А если не можешь победить сам — моли Аллаха о легкой смерти.
Лидер самого крупного бандформирования, относящегося к афганской вооруженной оппозиции Гульбеддин Хекматьяр ехал в лагерь, где готовились его и не только его люди, чтобы проверить — как идет подготовка. Только что ему выделили, безусловно, щедрый грант — десять миллионов долларов сразу и это только ему одному — для того, чтобы он совершил теракты в Ташкенте, Душанбе, Ленинграде и Москве. А для того, чтобы сделать это — нужны были опытные, очень опытные люди. Или — люди фанатичные, готовые умереть для того, чтобы покарать кяффиров в их городах. Первых в Афганистане не было — а вот вторых было в избытке. Именно для них сейчас в Аттоке создали особые курсы, где перебежчики, которые предали Родину и дезертировали — учли афганцев говорить по-русски, ориентироваться и жить в России. Это было заделом на будущее — первые террористические акты должны были совершить те, кто был отправлен на учебу в СССР, пообжился там, вернулся в Афганистан — а потом перешел на сторону моджахедов. Или те, кто УЖЕ ЖИЛ в СССР, направленный на обучение такими людьми, как Сулейман Лаек и иже с ними. Но таких людей было мало, считанные единицы — а здесь, в лагере Атток учились уже десятки, чтобы не затихало пламя джихада, чтобы ветер нес его дальше, нес по странам и континентам, поджигая там, где его, пламени, не было никогда.

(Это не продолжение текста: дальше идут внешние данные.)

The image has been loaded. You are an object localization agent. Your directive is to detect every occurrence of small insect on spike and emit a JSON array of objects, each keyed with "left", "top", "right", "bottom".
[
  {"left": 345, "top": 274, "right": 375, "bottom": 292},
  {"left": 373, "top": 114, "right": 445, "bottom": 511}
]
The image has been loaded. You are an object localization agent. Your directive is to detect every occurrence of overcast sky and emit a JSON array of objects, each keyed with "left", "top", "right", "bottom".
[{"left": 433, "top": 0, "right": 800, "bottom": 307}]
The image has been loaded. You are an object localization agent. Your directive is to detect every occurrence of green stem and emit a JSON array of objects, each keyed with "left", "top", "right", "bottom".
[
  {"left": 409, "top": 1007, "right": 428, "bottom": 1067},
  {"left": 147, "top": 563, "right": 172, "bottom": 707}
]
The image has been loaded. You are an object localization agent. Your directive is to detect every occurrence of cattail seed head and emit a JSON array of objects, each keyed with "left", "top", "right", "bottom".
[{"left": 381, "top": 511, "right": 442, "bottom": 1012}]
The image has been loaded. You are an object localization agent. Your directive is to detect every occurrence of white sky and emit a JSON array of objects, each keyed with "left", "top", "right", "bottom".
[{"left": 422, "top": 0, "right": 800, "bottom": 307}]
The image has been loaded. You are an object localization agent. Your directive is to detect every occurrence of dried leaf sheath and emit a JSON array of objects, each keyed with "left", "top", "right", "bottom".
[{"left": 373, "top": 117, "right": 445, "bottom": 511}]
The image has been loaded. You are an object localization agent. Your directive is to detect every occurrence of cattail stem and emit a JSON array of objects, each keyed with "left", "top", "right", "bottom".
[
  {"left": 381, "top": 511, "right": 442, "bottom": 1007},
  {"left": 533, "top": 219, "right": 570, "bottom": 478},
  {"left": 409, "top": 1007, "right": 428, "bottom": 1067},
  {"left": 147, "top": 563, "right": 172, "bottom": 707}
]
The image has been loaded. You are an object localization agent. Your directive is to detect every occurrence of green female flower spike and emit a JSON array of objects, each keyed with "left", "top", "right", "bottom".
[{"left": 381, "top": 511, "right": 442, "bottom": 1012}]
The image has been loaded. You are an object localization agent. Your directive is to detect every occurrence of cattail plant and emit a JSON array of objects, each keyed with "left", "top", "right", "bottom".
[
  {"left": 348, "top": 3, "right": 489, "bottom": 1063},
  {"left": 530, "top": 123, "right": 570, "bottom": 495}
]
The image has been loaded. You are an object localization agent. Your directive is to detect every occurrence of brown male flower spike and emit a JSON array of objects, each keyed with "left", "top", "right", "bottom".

Гульбеддин Хекматьяр, как и остальные участники Пешаварской семерки предпочитали проходимый по горам, не слишком большой и комфортный Мицубиси-Паджеро. Послушав умных людей в пакистанской разведке, которые курировали его, он купил четыре совершенно одинаковых автомобиля — доходы от наркоторговли это позволяли — и каждый раз садился в разные машины и на разные места, когда-то спереди, когда-то сзади — а на остальные места рассаживалась охрана. Темные стекла и такая вот постоянная смена машин снижали шансы на успех покушения в четыре раза.
Хекматьяр возвращался с «богомолья» если это можно было так назвать, только что он посетил знаменитое медресе Хаккания, где получил одобрение и разрешение на джихад против неверных. Там же ему дали несколько кассет с записями проповедей известных имамов, где они призывали к священной войне — кассеты надо было размножить.
* * *
В этот же день еще один лидер непримиримой оппозиции, профессор Бурханутдин Раббани вышел из ворот своего собственного дома, купленного на доходы от наркоторговли и с достоинством неся свое обрюзгшее от излишеств тело, впихнул его на заднее сидение джипа Митсубиши Паджеро. Дверь за ним закрыл Залмай, его телохранитель и фактотум.
Профессор исламского права Раббани родился в сороковом году, по национальности он был таджиком из племени яфтали. Родился он в религиозной семье, с детства проявлял повышенный интерес к религии, поэтому учиться его отдали в медресе Абу Ханифия в Кабуле. В пятьдесят девятом году Раббани заканчивает его и получает духовное звание, поступает на факультет теологии Кабульского университета. В шестьдесят третьем заканчивает факультет и остается на нем преподавать, именно тогда он попадает под влияние профессора теологии Г.М. Ниязи, преподавателя этого факультета — хотя еще с пятьдесят восьмого имя Раббани стоит в списках членов запрещенной организации Аль-Ихван аль-Муслимун — братья мусульмане, созданной в Египте и проповедующей вооруженное сопротивление законным властям. По окончании университета Раббани возглавляет молодежное крыло братьев — мусульман в Афганистане, организацию Джаванан-и-муслимен, мусульманская молодежь.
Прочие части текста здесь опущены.